Das AG gewährt die Gebühr Nr. 4102 VV RVG nicht und erhöht – so die Hilfsargumentation des Verteidigers – auch nicht wegen der Teilnahme am Termin die Verfahrensgebühr. Begründung:

„Der Antrag ist hinsichtlich der geltend gemachten Gebühr RVG VV 4102 nicht begründet, auch kommt alternativ hierfür eine Erhöhung der Verfahrensgebühr nicht in Betracht. Mit der Gebühr W 4102 wollte der Gesetzgeber lediglich regeln, dass der Verteidiger für die außerhalb der Hauptverhandlung stattfindenden gerichtlichen Termine eine Gebühr erhält, siehe BT-Druck­sache 15/1971, 222 ff., Gerold/Schmidt, RVG, 19. Aufl., Rn 7 zu Nr. 4102 W RVG. Eine richtliche Inaugenscheinnahme hat im Verfahren aber gerade nicht stattgefunden.

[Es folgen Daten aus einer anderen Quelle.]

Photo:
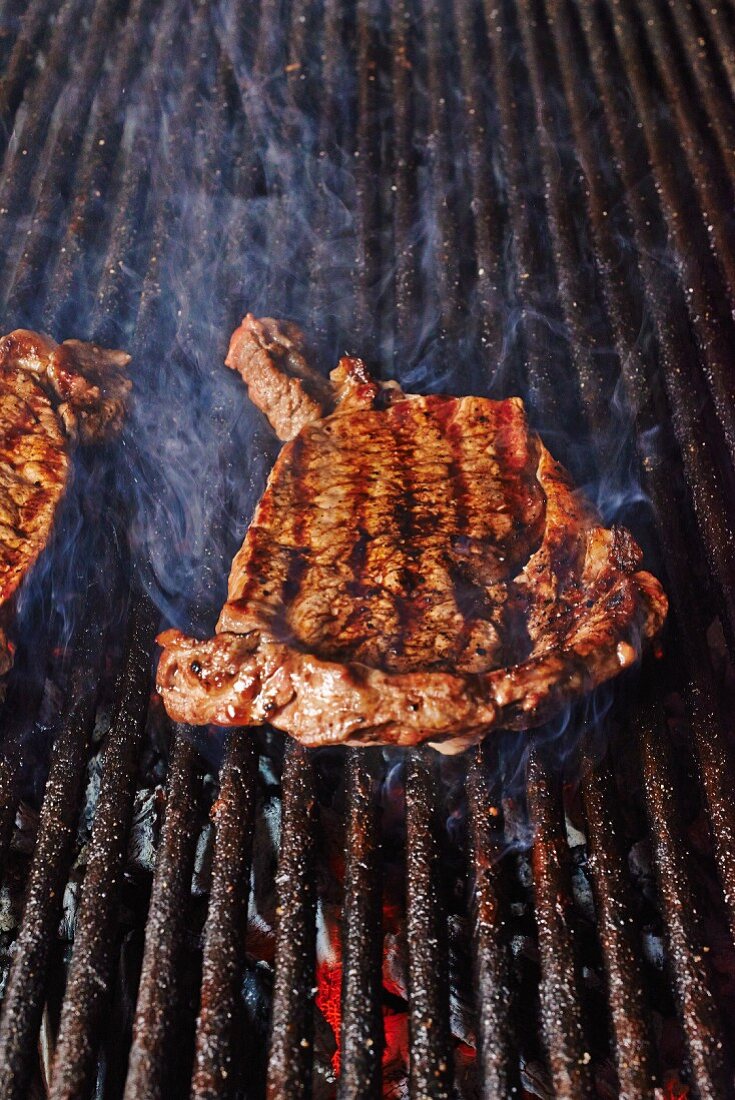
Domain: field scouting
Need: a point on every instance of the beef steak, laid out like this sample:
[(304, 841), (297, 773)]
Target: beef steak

Was die (alternative) Erhöhung der Verfahrensgebühr durch die Teilnahme des Anwalts an ei­nem Sachverständigentermin angeht, ist festzustellen, dass die Staatskasse gemäß § 464b StPO i.V.m. § 91 ZPO nur die notwendigen Auslagen des Verfahrens erstatten braucht. Eine Notwendigkeit der Teilnahme des Verteidigers am Sachverständigentermin ist aus der Akte nicht erkennbar.

Durch die Dekra Mobil GmbH wurden lediglich die Unfallbeteiligten aufgefordert, zur Begutachtung mit ihren Fahrzeugen zum Termin zu erscheinen, rein nachrichtlich erging die Terminsmitteilung an den Verteidiger. Für alle weiteren Fragen standen dem Sachverständigen dann der gesamte Akteninhalt nebst/ inclusive gefertigter Bilder und Skizzen vom Unfallort zur Ver­fügung. Der Sachverständige hatte insoweit sein Gutachten lediglich auf dieser Grundlage und dem gerichtlichen Beweisbeschluss zu fertigen. Weitergehende Aussagen durch den Verteidiger, die nicht bereits aus dem gerichtlichen Verhandlungsprotokoll hervorgehen, waren nicht zwingend notwendig. Wäre dies der Fall gewesen, wäre der Verteidiger zu diesem Termin durch das Gericht oder den Sachverständigen über eine formlose Terminsnachricht hinaus geladen worden. Zudem war auch kein Vertreter der Anklage anwesend.“

M.E. teilweise falsch. Dass die Vernehmungsterminsgebühr nicht festgesetzt worden ist, ist ok. Das entspricht der h.M. Aber die Verfahrensgebühr hätte erhöht werden müssen. Der Hinweis auf die „Notwendigkeit“ zieht m.E. nicht. Nach §  137 StPO hat der Beschuldigte Anspruch auf Beistand seines Rechtanwalts in jeder Lage des Verfahrens, also auch bei einem SV-Termin, bei dem es ggf. ja auch zu Rückfragen des SV an die geladenen Unfallbeteiligten kommen kann. Die Antworten können erhebliche Auswirkungen auf das Verfahren haben.  Es ist zudem m.E. nicht Aufgabe des Rechtspflegers/der Staatskasse die Tätigkeiten des Verteidigers auf ihre Notwendigkeit hin zu überprüfen bzw.: Ich würde hier die Rechtsprechung zu Fotokopiekosten und die dort wohl h.M. entsprechend anwenden. Letztlich muss es der Entscheidung des Verteidigers vorbehalten bleiben, ob er an einem solchen Termin teilnimmt. Nur bei Missbrauch würde ich die Erhöhung verneinen. Und Missbrauch erkenne ich hier nicht.

 

Ausgang interessiert mich natürlich.